Using polleverywhere, list (by number) which of the ten lies from the NYT article you believe are justified. https://pollev.com/slade
Results:
all except 1, 2
1, 4, 5, 6, 7, 8, 9, 10
1, 5
1,2,5,6,7,8,9
9,10
1, 5, 7, 9, 10
All but 6, 10
1, 5, 8, 9
1, 2, 9
1, 5, 7, 8, 9, 10
5
1,3,4
1,2,3,4,5,7,8,9,10
1
>>> x = [1,2, 1, 4, 5, 6, 7, 8, 9, 10, 1, 5, 1,2,5,6,7,8,9, 9,10, 1, 5, 7, 9,
10, 1,2,3,4,5,7,8,9, 1, 5, 8, 9, 1, 2, 9, 1, 5, 7, 8, 9, 10, 5, 1,3,4,
1,2,3,4,5,7,8,9,10, 1]
>>> len(x)
61
>>> count = {}
>>> for i in range(10):
... count[i+1] = 0
>>> for i in x:
... count[i] += 1
>>> count
{1: 12, 2: 5, 3: 3, 4: 4, 5: 9, 6: 2, 7: 6, 8: 6, 9: 9, 10: 5}
>>> for x in count:
... print (x, count[x])
1 12 # surprise party
2 5 # plane crash
3 3 # father with dementia
4 4 # husband drowned in car accident
5 9 # real estate testers
6 2 # Cuban missile crisis
7 6 # family planning hiring question
8 6 # placebo surgery
9 9 # used car salesperson
10 5 # praising children
In traditional programming, we write rules that work on data to produce answers. The rules are the program and the data may be images or search terms or the web pages populating the internet. The results are answers: a set of links to relevant web pages.

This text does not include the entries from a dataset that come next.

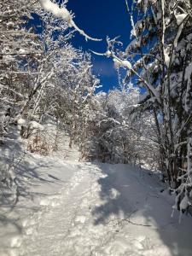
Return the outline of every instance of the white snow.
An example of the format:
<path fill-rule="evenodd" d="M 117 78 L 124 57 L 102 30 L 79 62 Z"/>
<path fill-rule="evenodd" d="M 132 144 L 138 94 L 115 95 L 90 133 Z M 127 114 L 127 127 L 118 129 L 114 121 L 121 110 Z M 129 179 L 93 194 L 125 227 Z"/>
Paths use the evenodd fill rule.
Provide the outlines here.
<path fill-rule="evenodd" d="M 1 207 L 1 256 L 191 255 L 191 217 L 171 218 L 174 198 L 160 193 L 159 174 L 80 163 L 63 139 L 65 159 L 26 154 L 26 190 Z"/>
<path fill-rule="evenodd" d="M 79 32 L 85 39 L 90 39 L 92 41 L 101 41 L 102 39 L 93 38 L 88 36 L 82 29 L 77 26 L 73 20 L 70 12 L 67 9 L 65 6 L 59 7 L 57 3 L 52 3 L 50 0 L 39 0 L 42 9 L 45 11 L 51 13 L 55 17 L 62 19 L 68 23 L 68 26 L 73 27 L 77 32 Z"/>

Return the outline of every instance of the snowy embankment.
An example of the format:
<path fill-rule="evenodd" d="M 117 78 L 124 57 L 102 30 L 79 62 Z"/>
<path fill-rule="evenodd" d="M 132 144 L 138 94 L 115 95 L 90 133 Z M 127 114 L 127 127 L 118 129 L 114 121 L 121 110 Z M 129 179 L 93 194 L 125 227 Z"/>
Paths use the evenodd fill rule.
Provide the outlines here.
<path fill-rule="evenodd" d="M 192 255 L 191 217 L 171 218 L 173 198 L 151 172 L 79 163 L 75 149 L 27 153 L 20 166 L 25 191 L 1 206 L 1 256 Z"/>

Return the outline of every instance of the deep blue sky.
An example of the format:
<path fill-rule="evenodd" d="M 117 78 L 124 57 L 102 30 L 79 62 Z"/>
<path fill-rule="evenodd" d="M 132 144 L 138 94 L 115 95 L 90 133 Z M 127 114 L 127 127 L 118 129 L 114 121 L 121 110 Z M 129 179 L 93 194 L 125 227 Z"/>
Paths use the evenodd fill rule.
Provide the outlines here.
<path fill-rule="evenodd" d="M 106 37 L 111 38 L 120 36 L 119 40 L 125 47 L 130 42 L 131 23 L 125 0 L 69 0 L 68 10 L 75 14 L 76 24 L 84 32 L 102 42 L 86 42 L 84 38 L 76 32 L 72 44 L 84 50 L 106 51 Z M 117 86 L 117 72 L 113 61 L 103 56 L 92 55 L 93 70 L 100 75 L 102 90 Z"/>

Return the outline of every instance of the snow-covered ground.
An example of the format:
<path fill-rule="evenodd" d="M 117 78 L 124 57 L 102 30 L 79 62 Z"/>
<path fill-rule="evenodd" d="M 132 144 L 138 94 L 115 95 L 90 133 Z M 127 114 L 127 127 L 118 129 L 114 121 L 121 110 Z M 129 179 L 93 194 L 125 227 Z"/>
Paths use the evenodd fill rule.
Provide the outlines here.
<path fill-rule="evenodd" d="M 192 255 L 192 218 L 171 218 L 174 199 L 155 175 L 79 163 L 65 150 L 65 159 L 26 155 L 25 191 L 1 206 L 1 256 Z"/>

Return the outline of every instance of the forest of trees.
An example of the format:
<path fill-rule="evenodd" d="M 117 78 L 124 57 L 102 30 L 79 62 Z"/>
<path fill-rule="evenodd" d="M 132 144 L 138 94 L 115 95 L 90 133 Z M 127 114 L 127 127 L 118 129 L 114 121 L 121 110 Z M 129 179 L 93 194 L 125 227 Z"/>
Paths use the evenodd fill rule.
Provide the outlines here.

Traditional programming paradigm: Input: rules + data Output: answers
With machine learning, we alter that paradigm. The input to machine learning, at least for supervised learning, is data and answers. The output is the rules for prediction.
Machine Learning paradigm: Input: data + answers Output: rules (prediction function)
Consider the hw6 dataset of Titanic passengers. The data is the training set of passengers with their various features. The answers are the target values, 0 or 1 to designate perished or survived. We process that data and answers through some learning algorithm, and get a prediction function which is a set or rules.
We are trying to get the machine to figure out the rules, based on the data. That is machine learning.
By and large, we do not make any cognitive claims for machine learning. ML does not provide models for human cognitive processes. Even neural networks, which are inspire by the architecture and behavior of neurons in the brain, should not be construed as cognitive models.
ML is a pure engineering or statistics endeavor. We are interested in the input/output behavior of the machine. We are not trying to understand how people learn.
Having said that, there are cognitive models of human learning. The reality is that they do not scale very well. They work on small domains, but cannot handle boatloads of data that are the wheelhouse of ML.